Çerez, balık olduğunu görünce çok mutlu olmuş. Sağa sola yalpalaya yalpalaya yüzerken karşısına kocaman bir köpek balığı çıkıvermiş. Köpek balığı tam ağzını açmış Çerez’i yutacakmış ki Çerez birden:

‘’Dilek perisi, Dilek Perisi beni bir fareye dönüştür.’’ Diye bağırmış.

Tam o sırada Dilek Perisi Çerez’in imdadına yetişivermiş.

Çerez’i bir anda tarla faresine dönüştürüvermiş.

Çerez köpek balığından kurtulmuş olmanın sevincini yaşayamadan karşısına kocaman bir yılan çıkıvermiş.

Çerez kaçmış, yılan kovalamış. Kaçarkende:

‘’Dilek perisi sana yalvarırım! Beni eski halime, çekirgeye dönüştür. Meğer ben çekirgeyken ne kadar da mutluymuşum.’’ Diye yalvarıyormuş.

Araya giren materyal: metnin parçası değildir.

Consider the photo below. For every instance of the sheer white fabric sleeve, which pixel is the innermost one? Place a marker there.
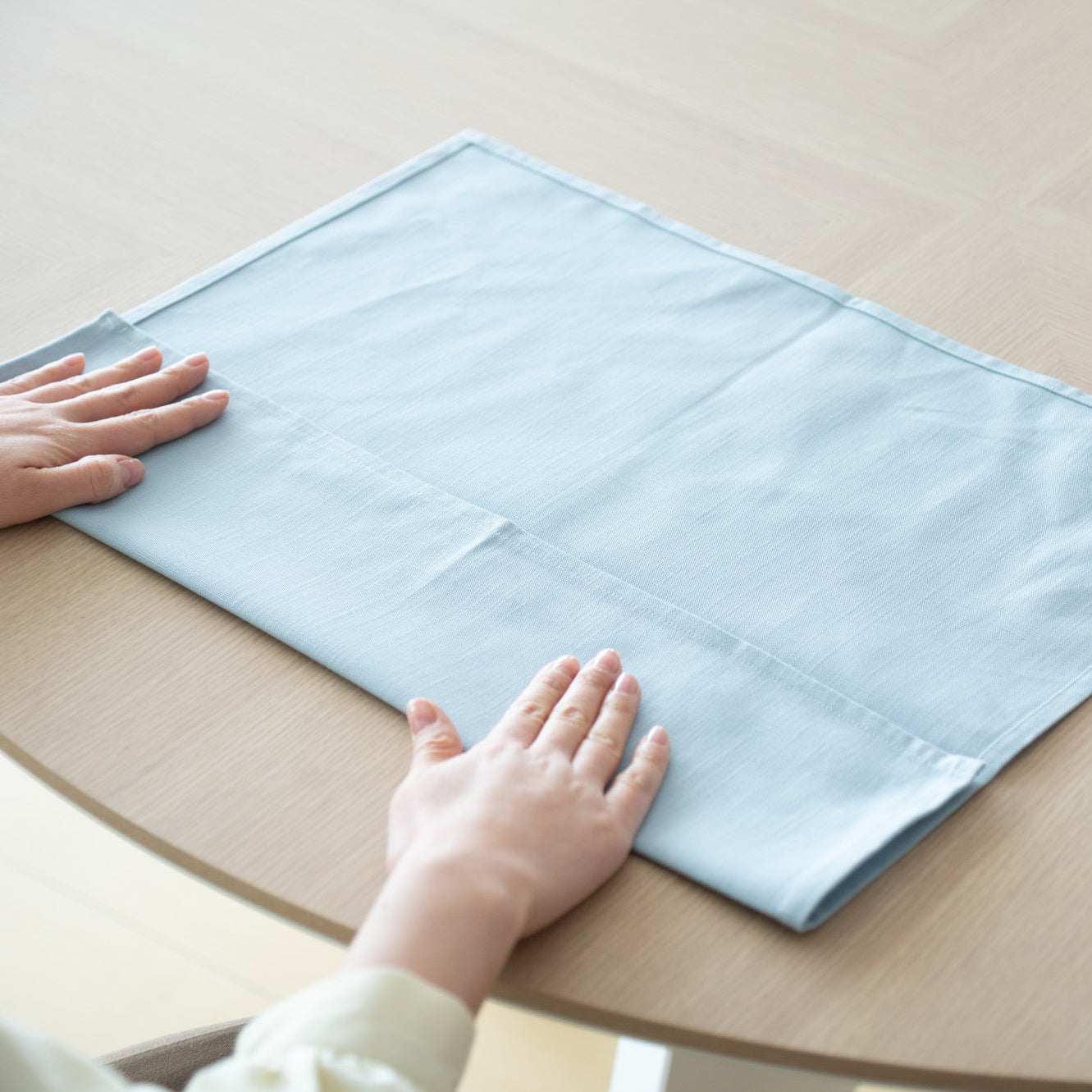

Çerez’in sözlerini işiten Dilek Perisi onu bir anda çekirgeye dönüştürüvermiş.

Bunun üzerine Çerez:

‘’Oh be! Dünya varmış. Kurtuldum. Ne vardı da kuş, balık, fare olmak istedim sanki. Çekirge halim çok daha güzelmiş. Üstelik çok ta güvenliymiş.’’ Demiş.

Bizim çekirge o günden sonra haline şükredip, mutlu bir çekirge olmuş.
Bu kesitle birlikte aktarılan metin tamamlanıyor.